I'd also be in favor of server handling it, although that is a kinda-valid point...
html doesn't count because the browsers will do their best to fix all kinds of TOTALLY BROKEN html,
you can have partial tags, no end tags for some, etc, and the browser will never tell the user your
site is a trashpile, it will just silently try its best to fix it up (even in inspect element,
you'd see the "repaired" version)...
https://tools.ietf.org/html/rfc5147#section-4.1
" In Internet messages, line endings in text/plain MIME entities are represented by CR+LF character sequences (see RFC 2046 [3] and RFC 3676 [6]). However, some protocols (such as HTTP) additionally allow other conventions for line endings."

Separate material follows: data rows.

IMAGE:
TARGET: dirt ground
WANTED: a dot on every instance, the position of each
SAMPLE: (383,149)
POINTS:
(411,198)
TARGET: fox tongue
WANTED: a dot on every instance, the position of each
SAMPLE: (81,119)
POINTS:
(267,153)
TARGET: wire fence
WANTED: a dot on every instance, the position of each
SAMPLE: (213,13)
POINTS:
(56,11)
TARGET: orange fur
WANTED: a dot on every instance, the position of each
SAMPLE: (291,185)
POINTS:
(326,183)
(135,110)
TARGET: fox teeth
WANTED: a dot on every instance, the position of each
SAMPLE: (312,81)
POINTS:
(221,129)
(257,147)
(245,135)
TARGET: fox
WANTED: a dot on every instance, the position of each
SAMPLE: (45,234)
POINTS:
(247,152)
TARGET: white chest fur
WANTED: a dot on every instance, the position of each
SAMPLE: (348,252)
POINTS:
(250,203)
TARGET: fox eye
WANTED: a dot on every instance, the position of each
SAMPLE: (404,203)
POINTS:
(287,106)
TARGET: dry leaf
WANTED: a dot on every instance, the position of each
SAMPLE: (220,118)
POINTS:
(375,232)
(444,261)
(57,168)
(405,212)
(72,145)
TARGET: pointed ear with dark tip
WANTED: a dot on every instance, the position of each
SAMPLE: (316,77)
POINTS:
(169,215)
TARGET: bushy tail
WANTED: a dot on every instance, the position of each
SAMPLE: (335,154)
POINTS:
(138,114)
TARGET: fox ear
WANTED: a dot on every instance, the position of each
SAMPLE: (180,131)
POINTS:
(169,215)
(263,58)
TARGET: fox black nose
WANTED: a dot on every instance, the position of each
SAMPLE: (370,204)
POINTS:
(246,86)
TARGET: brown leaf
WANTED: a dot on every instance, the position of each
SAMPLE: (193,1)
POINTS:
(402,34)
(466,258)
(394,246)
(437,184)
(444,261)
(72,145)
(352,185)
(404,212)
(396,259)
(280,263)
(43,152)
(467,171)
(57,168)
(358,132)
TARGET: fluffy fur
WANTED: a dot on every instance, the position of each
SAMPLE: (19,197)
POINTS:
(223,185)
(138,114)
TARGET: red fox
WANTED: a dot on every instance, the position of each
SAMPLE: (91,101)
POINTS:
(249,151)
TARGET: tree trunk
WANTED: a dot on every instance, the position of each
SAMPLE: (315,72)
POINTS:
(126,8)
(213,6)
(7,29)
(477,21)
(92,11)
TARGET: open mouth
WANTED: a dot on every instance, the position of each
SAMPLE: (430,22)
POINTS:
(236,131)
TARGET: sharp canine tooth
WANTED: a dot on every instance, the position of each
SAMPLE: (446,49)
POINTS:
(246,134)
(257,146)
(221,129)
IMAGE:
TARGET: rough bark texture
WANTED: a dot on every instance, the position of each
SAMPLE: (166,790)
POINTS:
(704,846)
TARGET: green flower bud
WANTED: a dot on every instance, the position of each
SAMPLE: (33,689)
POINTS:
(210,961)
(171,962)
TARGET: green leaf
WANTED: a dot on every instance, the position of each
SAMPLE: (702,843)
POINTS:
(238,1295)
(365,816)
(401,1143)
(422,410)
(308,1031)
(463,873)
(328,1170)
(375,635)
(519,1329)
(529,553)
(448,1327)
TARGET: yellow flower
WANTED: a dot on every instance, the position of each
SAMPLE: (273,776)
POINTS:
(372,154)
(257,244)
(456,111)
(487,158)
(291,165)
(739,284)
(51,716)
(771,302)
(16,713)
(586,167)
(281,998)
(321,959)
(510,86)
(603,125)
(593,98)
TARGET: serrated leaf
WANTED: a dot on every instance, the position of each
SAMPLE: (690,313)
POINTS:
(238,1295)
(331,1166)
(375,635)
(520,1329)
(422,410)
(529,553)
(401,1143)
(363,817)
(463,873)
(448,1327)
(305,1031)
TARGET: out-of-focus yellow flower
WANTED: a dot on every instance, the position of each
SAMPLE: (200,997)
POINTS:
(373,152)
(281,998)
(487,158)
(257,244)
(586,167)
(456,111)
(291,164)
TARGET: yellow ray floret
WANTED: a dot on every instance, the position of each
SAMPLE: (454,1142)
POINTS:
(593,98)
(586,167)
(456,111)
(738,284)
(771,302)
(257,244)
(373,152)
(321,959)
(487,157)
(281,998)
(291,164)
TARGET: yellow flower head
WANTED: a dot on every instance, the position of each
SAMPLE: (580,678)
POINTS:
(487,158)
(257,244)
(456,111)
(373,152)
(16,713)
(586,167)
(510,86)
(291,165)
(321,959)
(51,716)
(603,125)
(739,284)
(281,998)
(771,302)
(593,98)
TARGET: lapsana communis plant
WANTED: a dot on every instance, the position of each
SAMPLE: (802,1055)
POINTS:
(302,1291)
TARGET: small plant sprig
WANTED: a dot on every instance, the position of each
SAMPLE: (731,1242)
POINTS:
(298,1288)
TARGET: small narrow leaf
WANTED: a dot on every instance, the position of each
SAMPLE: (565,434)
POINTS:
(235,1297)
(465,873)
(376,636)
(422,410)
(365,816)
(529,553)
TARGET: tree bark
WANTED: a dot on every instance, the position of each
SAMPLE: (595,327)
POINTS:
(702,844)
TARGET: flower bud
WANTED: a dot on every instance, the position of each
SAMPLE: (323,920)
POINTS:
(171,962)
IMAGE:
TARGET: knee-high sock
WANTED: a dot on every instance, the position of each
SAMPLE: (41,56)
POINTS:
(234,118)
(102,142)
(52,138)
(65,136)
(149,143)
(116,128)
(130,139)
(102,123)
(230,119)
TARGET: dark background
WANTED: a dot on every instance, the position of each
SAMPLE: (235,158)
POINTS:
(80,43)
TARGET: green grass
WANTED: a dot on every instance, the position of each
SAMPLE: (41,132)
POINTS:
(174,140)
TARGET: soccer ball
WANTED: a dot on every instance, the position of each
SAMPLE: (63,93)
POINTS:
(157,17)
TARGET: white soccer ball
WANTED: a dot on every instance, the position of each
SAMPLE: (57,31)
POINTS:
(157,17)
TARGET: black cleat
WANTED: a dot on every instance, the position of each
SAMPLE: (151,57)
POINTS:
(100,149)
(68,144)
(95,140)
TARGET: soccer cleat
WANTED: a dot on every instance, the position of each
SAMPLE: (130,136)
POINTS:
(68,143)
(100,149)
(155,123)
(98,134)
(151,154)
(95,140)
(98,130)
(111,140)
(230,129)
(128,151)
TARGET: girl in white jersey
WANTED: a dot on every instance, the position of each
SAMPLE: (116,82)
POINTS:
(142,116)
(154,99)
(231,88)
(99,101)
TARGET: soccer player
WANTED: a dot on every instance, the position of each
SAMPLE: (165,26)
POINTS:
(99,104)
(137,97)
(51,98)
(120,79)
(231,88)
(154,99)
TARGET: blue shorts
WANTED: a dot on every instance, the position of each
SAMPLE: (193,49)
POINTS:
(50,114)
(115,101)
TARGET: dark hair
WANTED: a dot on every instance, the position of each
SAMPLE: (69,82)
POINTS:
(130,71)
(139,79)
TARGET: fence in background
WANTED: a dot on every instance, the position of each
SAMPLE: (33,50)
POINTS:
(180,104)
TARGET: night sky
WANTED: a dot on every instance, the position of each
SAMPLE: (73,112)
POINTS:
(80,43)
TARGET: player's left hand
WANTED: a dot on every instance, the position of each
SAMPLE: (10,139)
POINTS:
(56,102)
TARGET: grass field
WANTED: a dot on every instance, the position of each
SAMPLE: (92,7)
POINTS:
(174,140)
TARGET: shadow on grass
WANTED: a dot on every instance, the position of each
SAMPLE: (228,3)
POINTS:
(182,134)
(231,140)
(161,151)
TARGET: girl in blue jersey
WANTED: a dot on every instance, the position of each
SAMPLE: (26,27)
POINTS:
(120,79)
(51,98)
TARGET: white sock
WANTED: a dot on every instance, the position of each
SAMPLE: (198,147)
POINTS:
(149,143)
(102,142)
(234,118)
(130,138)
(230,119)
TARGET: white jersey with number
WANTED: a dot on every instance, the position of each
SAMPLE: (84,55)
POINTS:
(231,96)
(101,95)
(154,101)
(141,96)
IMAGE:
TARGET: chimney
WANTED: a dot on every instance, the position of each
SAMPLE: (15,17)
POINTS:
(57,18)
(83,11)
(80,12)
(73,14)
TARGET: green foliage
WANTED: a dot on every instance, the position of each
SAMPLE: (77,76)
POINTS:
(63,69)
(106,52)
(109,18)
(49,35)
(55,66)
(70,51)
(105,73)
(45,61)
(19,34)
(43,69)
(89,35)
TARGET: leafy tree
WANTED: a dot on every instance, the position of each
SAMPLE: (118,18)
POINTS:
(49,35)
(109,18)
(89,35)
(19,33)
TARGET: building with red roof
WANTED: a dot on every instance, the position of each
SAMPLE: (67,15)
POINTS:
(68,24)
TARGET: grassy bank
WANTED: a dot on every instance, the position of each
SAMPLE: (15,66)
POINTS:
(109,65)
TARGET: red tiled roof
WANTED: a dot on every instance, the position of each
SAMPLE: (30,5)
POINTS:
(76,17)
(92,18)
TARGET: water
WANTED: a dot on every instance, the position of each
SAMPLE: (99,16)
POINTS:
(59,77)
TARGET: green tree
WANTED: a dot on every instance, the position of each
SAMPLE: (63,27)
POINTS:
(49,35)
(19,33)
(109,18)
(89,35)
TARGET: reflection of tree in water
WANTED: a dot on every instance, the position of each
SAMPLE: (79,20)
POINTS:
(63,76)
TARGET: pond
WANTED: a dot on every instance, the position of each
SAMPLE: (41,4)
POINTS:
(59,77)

precedent of protocols allowing for other line endings, so the gemini speccould just say the same thing that http does about line endings.
https://tools.ietf.org/html/rfc2616#section-3.7.1
" When in canonical form, media subtypes of the "text" type use CRLF as the text line break. HTTP relaxes this requirement and allows the transport of text media with plain CR or LF alone representing a line break when it is done consistently for an entire entity-body. HTTP applications MUST accept CRLF, bare CR, and bare LF as being representative of a line break in text media received via HTTP."